Eh? He was pointing at her, she kept going to her car. He followed, getting louder and more insistent.
‘Stop you damn thief, give my wallet back. I’m calling security and police.’
She opened the driver’s door. ‘Shut up, I didn’t touch you or your stupid dork-door wallet.’ She sat down in the driver’s seat and chucked her purse in the centre console. Tukz was dozing. A painful grip fell on her shoulders pulled her around before she could shut the door.
‘Give it back I know you took it.’
‘Eh, what the hell, you don’t even know how to be a doctor. I didn’t take your damn wallet.’ She slapped his hand away. ‘Piss off. Go check the security camera if you don’t believe me.’ Her heart was thumping like she was running uphill.
‘I know what happened,’ he spat into her face. ‘I’m calling the police.’
‘Call the cops prick,’ she said and pulled back from his red face. ‘They can watch the camera showing you copping a free feel off that lady in the foyer.’ She tried to pull the door shut, but the doctor held it open. He leaned in and stretched out to grab for her purse.
‘What the fuck arsehole? What happened to social distancing?’ She saw a flash of movement in the dimness of the car, a crutch striking from the passenger seat to fold the doctor up and out, push him away from the car. He dropped like a deflated rugby ball.
She gasped and turned her head. Tukz was wheezing like a whistle and still holding the crutch.
‘We gotta get out of here, cuz, shut the door,’ he spluttered.
It took her two tries to start the car and get it moving.
‘No one’s seen anything yet, hurry up go,’ he whispered. They roared off down Coronation Road like Ricky Baker and Hector in a Hilux, past a hand throwing something out the driver’s window of a Jaguar parked on the side of the road. Two women were sitting in the front.
‘Oh hey, was that the blo-.‘
‘-Just take me home,’ Tukz wheezed.
She was hyped, her breaths quick and shallow. Calm down, she told herself. Keep an eye out for the cops. What just happened?

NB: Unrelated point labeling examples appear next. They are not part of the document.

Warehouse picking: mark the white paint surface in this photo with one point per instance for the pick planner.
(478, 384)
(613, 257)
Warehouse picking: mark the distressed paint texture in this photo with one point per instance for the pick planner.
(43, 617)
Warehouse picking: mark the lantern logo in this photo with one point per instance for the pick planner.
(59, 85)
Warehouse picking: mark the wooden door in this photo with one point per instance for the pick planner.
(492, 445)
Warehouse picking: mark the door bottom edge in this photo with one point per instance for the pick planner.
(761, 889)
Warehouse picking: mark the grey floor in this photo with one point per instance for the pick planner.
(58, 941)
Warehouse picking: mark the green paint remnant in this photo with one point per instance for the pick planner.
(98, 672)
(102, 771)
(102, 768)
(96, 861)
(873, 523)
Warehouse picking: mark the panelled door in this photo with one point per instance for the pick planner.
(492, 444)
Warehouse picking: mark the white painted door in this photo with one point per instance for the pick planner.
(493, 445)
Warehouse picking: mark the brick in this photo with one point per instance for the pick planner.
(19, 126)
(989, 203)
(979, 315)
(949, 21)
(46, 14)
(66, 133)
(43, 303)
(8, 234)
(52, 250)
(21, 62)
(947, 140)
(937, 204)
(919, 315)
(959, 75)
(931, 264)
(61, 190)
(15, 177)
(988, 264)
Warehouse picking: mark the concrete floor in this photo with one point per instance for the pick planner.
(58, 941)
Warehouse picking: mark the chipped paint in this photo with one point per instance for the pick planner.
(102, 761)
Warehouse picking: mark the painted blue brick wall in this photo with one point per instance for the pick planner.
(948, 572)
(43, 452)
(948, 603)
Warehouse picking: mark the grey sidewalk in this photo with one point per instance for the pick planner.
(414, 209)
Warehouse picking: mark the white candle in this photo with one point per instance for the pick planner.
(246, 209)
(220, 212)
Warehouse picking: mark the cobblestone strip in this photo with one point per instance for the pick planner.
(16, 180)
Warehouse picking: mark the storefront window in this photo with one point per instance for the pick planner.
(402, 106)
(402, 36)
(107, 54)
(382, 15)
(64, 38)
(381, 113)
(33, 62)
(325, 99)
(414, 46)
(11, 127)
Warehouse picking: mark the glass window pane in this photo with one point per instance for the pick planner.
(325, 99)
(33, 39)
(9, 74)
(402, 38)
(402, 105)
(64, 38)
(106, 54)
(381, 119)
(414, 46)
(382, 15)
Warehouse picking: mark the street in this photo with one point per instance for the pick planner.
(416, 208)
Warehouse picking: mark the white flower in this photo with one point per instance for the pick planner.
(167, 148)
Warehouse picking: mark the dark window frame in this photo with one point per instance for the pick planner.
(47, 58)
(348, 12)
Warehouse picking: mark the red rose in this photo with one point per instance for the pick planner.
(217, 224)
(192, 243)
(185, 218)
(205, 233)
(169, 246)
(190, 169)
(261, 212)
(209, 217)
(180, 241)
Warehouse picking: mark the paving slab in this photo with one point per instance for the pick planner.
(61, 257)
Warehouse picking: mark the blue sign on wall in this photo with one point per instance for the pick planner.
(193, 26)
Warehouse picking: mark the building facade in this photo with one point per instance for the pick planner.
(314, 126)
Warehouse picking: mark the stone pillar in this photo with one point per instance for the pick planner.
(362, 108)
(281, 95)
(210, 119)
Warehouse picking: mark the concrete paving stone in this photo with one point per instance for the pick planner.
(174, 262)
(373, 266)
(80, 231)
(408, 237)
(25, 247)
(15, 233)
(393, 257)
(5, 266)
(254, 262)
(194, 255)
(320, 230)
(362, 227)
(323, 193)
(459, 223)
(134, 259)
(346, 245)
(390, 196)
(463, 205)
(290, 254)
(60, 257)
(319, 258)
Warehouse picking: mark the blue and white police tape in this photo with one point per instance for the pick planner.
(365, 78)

'Was that doctor high or something Tukz?’ No answer. His wheezing had eased up. ‘Thanks for taking care of him. I wonder what happens to us when he talks to the cops, eh?’
Tukz sighed. ‘Home.’
She took deep breaths and concentrated on driving. She told him about the blonde, which reminded her about the prescription. ‘They only gave twenty codeine, not sure how long that’s gonna last?’
Another sigh.
She laughed, ‘Wild as, eh bro.’ No reply. ‘That’s all right’.
She turned the radio on, Pōnga rā by Rob Ruha was playing. She started singing the bits she knew. Tukz really liked that waiata, but his current favourite was Ka Manu. He always sung along to Rob Ruha, this time he didn’t; it made her glance over. His head was against the door jam and turned away as if he were looking out the window. Probably having a little moe, she thought. That’s good bro, you need it. She worried about getting him inside the house.
The sudden smell of urine made her head jerk around, she braked. Please God, no. She pulled over. ‘Tukz, are you okay?’ She touched his shoulder gently, shook him, called out again. ‘Bro wake up.’ Her mind screamed, do something, do something fast. Fuck what do I do? She was shaking. Her hands were cold. ‘Tukz, what do I do?’ She couldn’t get her brain into gear, it was stalled on quick, shallow, jerky breaths. ‘Gotta get you back to the hospital.’ Her hand was turning the key in the ignition when she remembered the dork-duh flat out on his bum in the hospital car park. She paused and looked at Tukz. ‘As if you’d want him to touch you now, eh bro?’ She hugged him. ‘Not even, cuz.’
She drove along slowly with Tukz, listening to the radio and singing for him. The streets were empty, the motorway was quiet. She turned the car into the driveway, the outside light welcomed them home and they just sat there.